Un mondo mediano fatto di cielo e di terra, carico di sostanze leggere e volatili, abitato da esseri umani e da spiriti, a volte anche da esseri bizzarri caduti dal cielo ma solo perché erano lì sospesi su una mongolfiera.
Alba e crepuscolo insieme, a farsi interprete di questo mondo è Hermes, messaggero ma anche ladro, bugiardo e truffatore (come lo Pseudos). Dio intermedio e sempre transitorio, instabile, Hermes è seduttore in quanto attrae, svia, allontana e confonde. Dio delle soglie, dei margini e dei limiti, non è inflessibile e non è autoritario, bensì giocoso e, unico nel suo genere, non è violento.

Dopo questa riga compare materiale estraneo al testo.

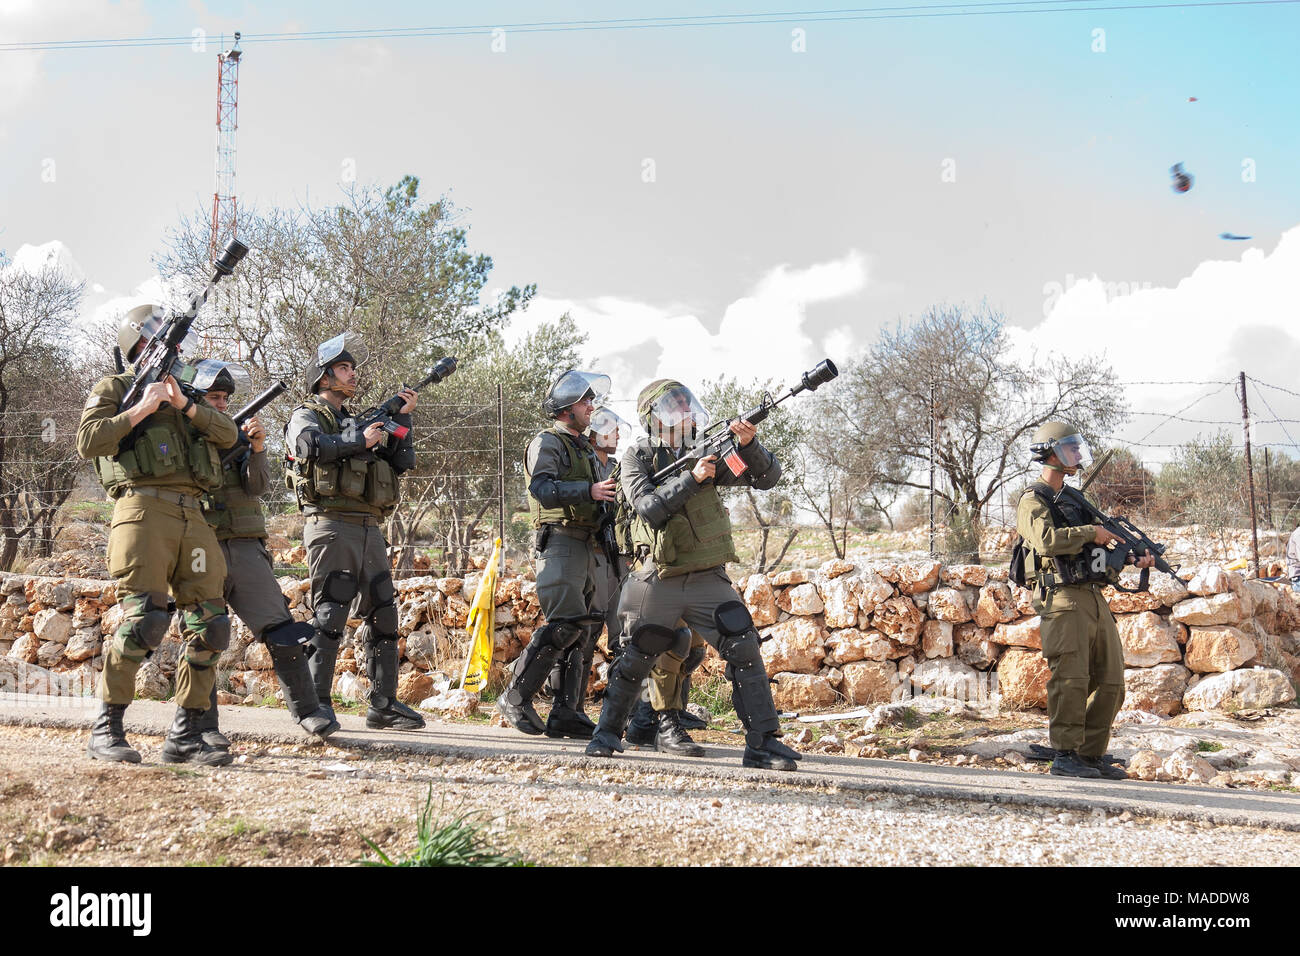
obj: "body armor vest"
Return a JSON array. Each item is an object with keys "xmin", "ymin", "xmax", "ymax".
[
  {"xmin": 1022, "ymin": 482, "xmax": 1110, "ymax": 588},
  {"xmin": 527, "ymin": 427, "xmax": 599, "ymax": 529},
  {"xmin": 284, "ymin": 396, "xmax": 399, "ymax": 518},
  {"xmin": 203, "ymin": 454, "xmax": 268, "ymax": 540},
  {"xmin": 93, "ymin": 373, "xmax": 223, "ymax": 496},
  {"xmin": 629, "ymin": 443, "xmax": 738, "ymax": 577}
]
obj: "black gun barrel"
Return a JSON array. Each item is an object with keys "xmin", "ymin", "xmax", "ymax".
[{"xmin": 233, "ymin": 381, "xmax": 287, "ymax": 426}]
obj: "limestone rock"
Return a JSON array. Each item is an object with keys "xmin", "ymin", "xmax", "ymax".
[
  {"xmin": 397, "ymin": 670, "xmax": 434, "ymax": 705},
  {"xmin": 759, "ymin": 618, "xmax": 827, "ymax": 676},
  {"xmin": 909, "ymin": 657, "xmax": 982, "ymax": 700},
  {"xmin": 100, "ymin": 603, "xmax": 125, "ymax": 638},
  {"xmin": 770, "ymin": 569, "xmax": 810, "ymax": 587},
  {"xmin": 435, "ymin": 577, "xmax": 464, "ymax": 596},
  {"xmin": 1183, "ymin": 626, "xmax": 1256, "ymax": 673},
  {"xmin": 955, "ymin": 622, "xmax": 1001, "ymax": 670},
  {"xmin": 1183, "ymin": 668, "xmax": 1296, "ymax": 712},
  {"xmin": 1103, "ymin": 576, "xmax": 1163, "ymax": 614},
  {"xmin": 405, "ymin": 626, "xmax": 449, "ymax": 670},
  {"xmin": 819, "ymin": 575, "xmax": 861, "ymax": 629},
  {"xmin": 441, "ymin": 593, "xmax": 471, "ymax": 629},
  {"xmin": 974, "ymin": 581, "xmax": 1018, "ymax": 628},
  {"xmin": 243, "ymin": 642, "xmax": 273, "ymax": 671},
  {"xmin": 870, "ymin": 596, "xmax": 925, "ymax": 646},
  {"xmin": 997, "ymin": 648, "xmax": 1051, "ymax": 709},
  {"xmin": 333, "ymin": 671, "xmax": 369, "ymax": 703},
  {"xmin": 71, "ymin": 598, "xmax": 103, "ymax": 630},
  {"xmin": 1148, "ymin": 571, "xmax": 1190, "ymax": 608},
  {"xmin": 134, "ymin": 660, "xmax": 170, "ymax": 700},
  {"xmin": 419, "ymin": 689, "xmax": 479, "ymax": 717},
  {"xmin": 819, "ymin": 558, "xmax": 856, "ymax": 579},
  {"xmin": 743, "ymin": 575, "xmax": 778, "ymax": 627},
  {"xmin": 941, "ymin": 564, "xmax": 989, "ymax": 588},
  {"xmin": 1116, "ymin": 611, "xmax": 1184, "ymax": 667},
  {"xmin": 927, "ymin": 587, "xmax": 973, "ymax": 624},
  {"xmin": 1127, "ymin": 750, "xmax": 1170, "ymax": 782},
  {"xmin": 896, "ymin": 561, "xmax": 941, "ymax": 596},
  {"xmin": 856, "ymin": 572, "xmax": 895, "ymax": 616},
  {"xmin": 32, "ymin": 609, "xmax": 73, "ymax": 645},
  {"xmin": 32, "ymin": 579, "xmax": 75, "ymax": 611},
  {"xmin": 990, "ymin": 616, "xmax": 1042, "ymax": 650},
  {"xmin": 922, "ymin": 620, "xmax": 953, "ymax": 659},
  {"xmin": 1171, "ymin": 593, "xmax": 1245, "ymax": 627},
  {"xmin": 36, "ymin": 641, "xmax": 64, "ymax": 668},
  {"xmin": 1122, "ymin": 663, "xmax": 1191, "ymax": 716},
  {"xmin": 778, "ymin": 582, "xmax": 824, "ymax": 616},
  {"xmin": 840, "ymin": 659, "xmax": 898, "ymax": 706},
  {"xmin": 824, "ymin": 627, "xmax": 890, "ymax": 665},
  {"xmin": 1012, "ymin": 585, "xmax": 1036, "ymax": 616},
  {"xmin": 1162, "ymin": 748, "xmax": 1217, "ymax": 784},
  {"xmin": 1244, "ymin": 581, "xmax": 1281, "ymax": 634},
  {"xmin": 62, "ymin": 628, "xmax": 100, "ymax": 663},
  {"xmin": 8, "ymin": 633, "xmax": 38, "ymax": 664},
  {"xmin": 1187, "ymin": 564, "xmax": 1236, "ymax": 596},
  {"xmin": 771, "ymin": 672, "xmax": 838, "ymax": 711}
]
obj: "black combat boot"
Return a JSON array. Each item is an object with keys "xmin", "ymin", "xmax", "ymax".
[
  {"xmin": 742, "ymin": 730, "xmax": 800, "ymax": 771},
  {"xmin": 307, "ymin": 633, "xmax": 340, "ymax": 724},
  {"xmin": 655, "ymin": 710, "xmax": 705, "ymax": 757},
  {"xmin": 1049, "ymin": 750, "xmax": 1102, "ymax": 778},
  {"xmin": 86, "ymin": 701, "xmax": 142, "ymax": 764},
  {"xmin": 197, "ymin": 684, "xmax": 231, "ymax": 750},
  {"xmin": 267, "ymin": 641, "xmax": 340, "ymax": 738},
  {"xmin": 497, "ymin": 635, "xmax": 562, "ymax": 735},
  {"xmin": 1081, "ymin": 754, "xmax": 1129, "ymax": 780},
  {"xmin": 161, "ymin": 707, "xmax": 234, "ymax": 767},
  {"xmin": 624, "ymin": 698, "xmax": 657, "ymax": 746},
  {"xmin": 545, "ymin": 643, "xmax": 597, "ymax": 739}
]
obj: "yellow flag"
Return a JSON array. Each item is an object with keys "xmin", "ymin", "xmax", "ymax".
[{"xmin": 461, "ymin": 537, "xmax": 501, "ymax": 694}]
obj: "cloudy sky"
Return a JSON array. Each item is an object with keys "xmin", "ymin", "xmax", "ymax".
[{"xmin": 3, "ymin": 0, "xmax": 1298, "ymax": 462}]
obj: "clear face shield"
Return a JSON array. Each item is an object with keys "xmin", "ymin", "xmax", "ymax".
[
  {"xmin": 1051, "ymin": 433, "xmax": 1093, "ymax": 470},
  {"xmin": 549, "ymin": 370, "xmax": 611, "ymax": 413},
  {"xmin": 191, "ymin": 360, "xmax": 252, "ymax": 398},
  {"xmin": 648, "ymin": 385, "xmax": 711, "ymax": 448},
  {"xmin": 316, "ymin": 332, "xmax": 369, "ymax": 370},
  {"xmin": 123, "ymin": 304, "xmax": 198, "ymax": 359},
  {"xmin": 588, "ymin": 407, "xmax": 629, "ymax": 451}
]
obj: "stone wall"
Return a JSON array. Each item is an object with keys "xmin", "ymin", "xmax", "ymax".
[{"xmin": 4, "ymin": 559, "xmax": 1298, "ymax": 718}]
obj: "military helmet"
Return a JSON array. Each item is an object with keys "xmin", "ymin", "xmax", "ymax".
[
  {"xmin": 1030, "ymin": 420, "xmax": 1093, "ymax": 469},
  {"xmin": 117, "ymin": 303, "xmax": 165, "ymax": 362},
  {"xmin": 543, "ymin": 370, "xmax": 610, "ymax": 417},
  {"xmin": 192, "ymin": 359, "xmax": 251, "ymax": 397},
  {"xmin": 588, "ymin": 406, "xmax": 630, "ymax": 450},
  {"xmin": 638, "ymin": 379, "xmax": 710, "ymax": 447},
  {"xmin": 308, "ymin": 331, "xmax": 368, "ymax": 394}
]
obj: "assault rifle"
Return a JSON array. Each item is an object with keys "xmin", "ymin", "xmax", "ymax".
[
  {"xmin": 119, "ymin": 238, "xmax": 249, "ymax": 413},
  {"xmin": 651, "ymin": 359, "xmax": 839, "ymax": 484},
  {"xmin": 354, "ymin": 356, "xmax": 458, "ymax": 441},
  {"xmin": 219, "ymin": 380, "xmax": 288, "ymax": 467}
]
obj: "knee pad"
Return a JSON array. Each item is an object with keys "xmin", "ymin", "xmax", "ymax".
[
  {"xmin": 369, "ymin": 573, "xmax": 396, "ymax": 608},
  {"xmin": 125, "ymin": 597, "xmax": 171, "ymax": 653},
  {"xmin": 536, "ymin": 620, "xmax": 583, "ymax": 651},
  {"xmin": 313, "ymin": 602, "xmax": 350, "ymax": 638},
  {"xmin": 204, "ymin": 614, "xmax": 232, "ymax": 652},
  {"xmin": 264, "ymin": 619, "xmax": 314, "ymax": 648},
  {"xmin": 629, "ymin": 622, "xmax": 679, "ymax": 656},
  {"xmin": 368, "ymin": 578, "xmax": 399, "ymax": 639},
  {"xmin": 320, "ymin": 569, "xmax": 359, "ymax": 607},
  {"xmin": 683, "ymin": 642, "xmax": 707, "ymax": 675}
]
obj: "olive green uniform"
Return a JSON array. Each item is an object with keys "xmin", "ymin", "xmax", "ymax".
[
  {"xmin": 1016, "ymin": 487, "xmax": 1125, "ymax": 758},
  {"xmin": 286, "ymin": 395, "xmax": 420, "ymax": 726},
  {"xmin": 77, "ymin": 374, "xmax": 237, "ymax": 708}
]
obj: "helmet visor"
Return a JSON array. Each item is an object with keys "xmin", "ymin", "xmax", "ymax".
[
  {"xmin": 1051, "ymin": 433, "xmax": 1093, "ymax": 469},
  {"xmin": 316, "ymin": 332, "xmax": 368, "ymax": 370},
  {"xmin": 191, "ymin": 359, "xmax": 251, "ymax": 396},
  {"xmin": 648, "ymin": 385, "xmax": 711, "ymax": 431},
  {"xmin": 549, "ymin": 370, "xmax": 611, "ymax": 412},
  {"xmin": 589, "ymin": 407, "xmax": 629, "ymax": 443}
]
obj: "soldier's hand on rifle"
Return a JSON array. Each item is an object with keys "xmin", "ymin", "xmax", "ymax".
[
  {"xmin": 140, "ymin": 382, "xmax": 172, "ymax": 414},
  {"xmin": 692, "ymin": 455, "xmax": 718, "ymax": 484},
  {"xmin": 363, "ymin": 422, "xmax": 386, "ymax": 448},
  {"xmin": 1093, "ymin": 527, "xmax": 1120, "ymax": 547},
  {"xmin": 163, "ymin": 375, "xmax": 190, "ymax": 413},
  {"xmin": 397, "ymin": 387, "xmax": 418, "ymax": 414},
  {"xmin": 590, "ymin": 476, "xmax": 618, "ymax": 502},
  {"xmin": 243, "ymin": 415, "xmax": 266, "ymax": 453},
  {"xmin": 729, "ymin": 419, "xmax": 757, "ymax": 446},
  {"xmin": 1132, "ymin": 550, "xmax": 1156, "ymax": 569}
]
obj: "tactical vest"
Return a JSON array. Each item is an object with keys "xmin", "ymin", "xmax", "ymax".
[
  {"xmin": 527, "ymin": 428, "xmax": 599, "ymax": 529},
  {"xmin": 203, "ymin": 453, "xmax": 268, "ymax": 540},
  {"xmin": 284, "ymin": 396, "xmax": 400, "ymax": 518},
  {"xmin": 629, "ymin": 443, "xmax": 738, "ymax": 577},
  {"xmin": 1016, "ymin": 482, "xmax": 1110, "ymax": 589},
  {"xmin": 93, "ymin": 374, "xmax": 223, "ymax": 496},
  {"xmin": 608, "ymin": 461, "xmax": 635, "ymax": 555}
]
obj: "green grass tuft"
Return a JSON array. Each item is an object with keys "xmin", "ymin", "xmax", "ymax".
[{"xmin": 355, "ymin": 787, "xmax": 532, "ymax": 867}]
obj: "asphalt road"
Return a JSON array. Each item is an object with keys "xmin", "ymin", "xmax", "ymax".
[{"xmin": 3, "ymin": 693, "xmax": 1299, "ymax": 830}]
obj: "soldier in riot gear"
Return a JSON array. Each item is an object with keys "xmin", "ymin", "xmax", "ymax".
[
  {"xmin": 1019, "ymin": 421, "xmax": 1153, "ymax": 779},
  {"xmin": 498, "ymin": 371, "xmax": 617, "ymax": 739},
  {"xmin": 285, "ymin": 333, "xmax": 424, "ymax": 731},
  {"xmin": 585, "ymin": 379, "xmax": 802, "ymax": 770},
  {"xmin": 191, "ymin": 360, "xmax": 340, "ymax": 746},
  {"xmin": 76, "ymin": 306, "xmax": 239, "ymax": 766}
]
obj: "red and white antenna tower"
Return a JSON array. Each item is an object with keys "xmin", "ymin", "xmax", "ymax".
[{"xmin": 210, "ymin": 31, "xmax": 242, "ymax": 261}]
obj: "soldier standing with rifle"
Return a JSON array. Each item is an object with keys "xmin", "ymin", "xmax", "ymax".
[
  {"xmin": 77, "ymin": 307, "xmax": 239, "ymax": 766},
  {"xmin": 585, "ymin": 377, "xmax": 808, "ymax": 770},
  {"xmin": 192, "ymin": 360, "xmax": 339, "ymax": 746},
  {"xmin": 284, "ymin": 333, "xmax": 428, "ymax": 731},
  {"xmin": 1017, "ymin": 422, "xmax": 1155, "ymax": 779},
  {"xmin": 498, "ymin": 370, "xmax": 616, "ymax": 739}
]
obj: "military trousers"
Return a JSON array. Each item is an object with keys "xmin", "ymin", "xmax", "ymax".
[
  {"xmin": 1035, "ymin": 583, "xmax": 1125, "ymax": 757},
  {"xmin": 536, "ymin": 528, "xmax": 599, "ymax": 623},
  {"xmin": 219, "ymin": 537, "xmax": 293, "ymax": 638},
  {"xmin": 303, "ymin": 513, "xmax": 396, "ymax": 647},
  {"xmin": 649, "ymin": 626, "xmax": 707, "ymax": 711},
  {"xmin": 101, "ymin": 490, "xmax": 228, "ymax": 709},
  {"xmin": 616, "ymin": 564, "xmax": 744, "ymax": 657}
]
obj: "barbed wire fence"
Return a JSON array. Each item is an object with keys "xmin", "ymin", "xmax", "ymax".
[{"xmin": 5, "ymin": 373, "xmax": 1300, "ymax": 576}]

Hermes è l’omologo greco del dio egizio Theuth. Nella Farmacia di Platone Derrida parla di Theuth come archetipo di Hermes: “egli non si lascia assegnare un posto fisso nel gioco delle differenze. Astuto, inafferrabile, mascherato, cospiratore, buffone, come Hermes, non è un re né un servo; una specie di joker piuttosto, un significante disponibile, una carta neutra, che dà il gioco al gioco (…) È il dio delle formule magiche che pacificano il mare” (il corsivo è mio).
È infatti Hermes ad essere evocato da Carla Stroppa e ad aleggiare in queste pagine, anche nelle sembianze parodiche del mago/illusionista di Oz: “Mitologicamente il mago è un figlio del dio greco Hermes, il più imprendibile, contraddittorio e inventivo fra gli dèi. Il mito lo evoca come dio della magia nel bene e nel male è il grande mentitore capace di inganni distruttivi o sublimi. Illusionista per antonomasia, grande conoscitore di passaggi segreti, custode di tutte le soglie e delle analogie di senso Hermes si colloca all’origine dell’arte e della poesia che si manifestano sempre sulla soglia tra realtà e finzione. Il Mago di Oz è una sua umile e grottesca raffigurazione”.
È estremamente significativo che Carla Stroppa evochi Hermes proprio nella pagina in cui sta parlando del “meraviglioso” e del fare ritorno a casa, del ritorno a Sé. Ricordiamo qui la sottile ma decisiva differenza tra i significati di “meraviglia” e “stupore”: la meraviglia è una reazione improntata a incredulità, mentre lo stupore è uno stato d’animo provocato da qualcosa di inatteso che lascia increduli e disorientati. Stupore è anche arresto della motilità volontaria, associato a torpore dell’attività ideativa e a distacco dalla realtà esterna. Così, meraviglia fa riferimento al sorprendente, al mirabile e al prodigio, mentre stupore indica sbalordimento e torpore, assenza di capacità ricettiva, quindi stupidità e insensatezza.
“Meraviglioso” è proprio l’aggettivo sparito come d’incanto nelle numerose edizioni e successive trasposizioni ma presente nel titolo originario della fiaba di Baum Il meraviglioso Mago di Oz, aggettivo che Carla Stroppa riporta in primo piano chiamandoci ad interpretare come kairòs da cogliere il fare ritorno a casa e ad esperire, di quel ritorno, la vera e autentica magia.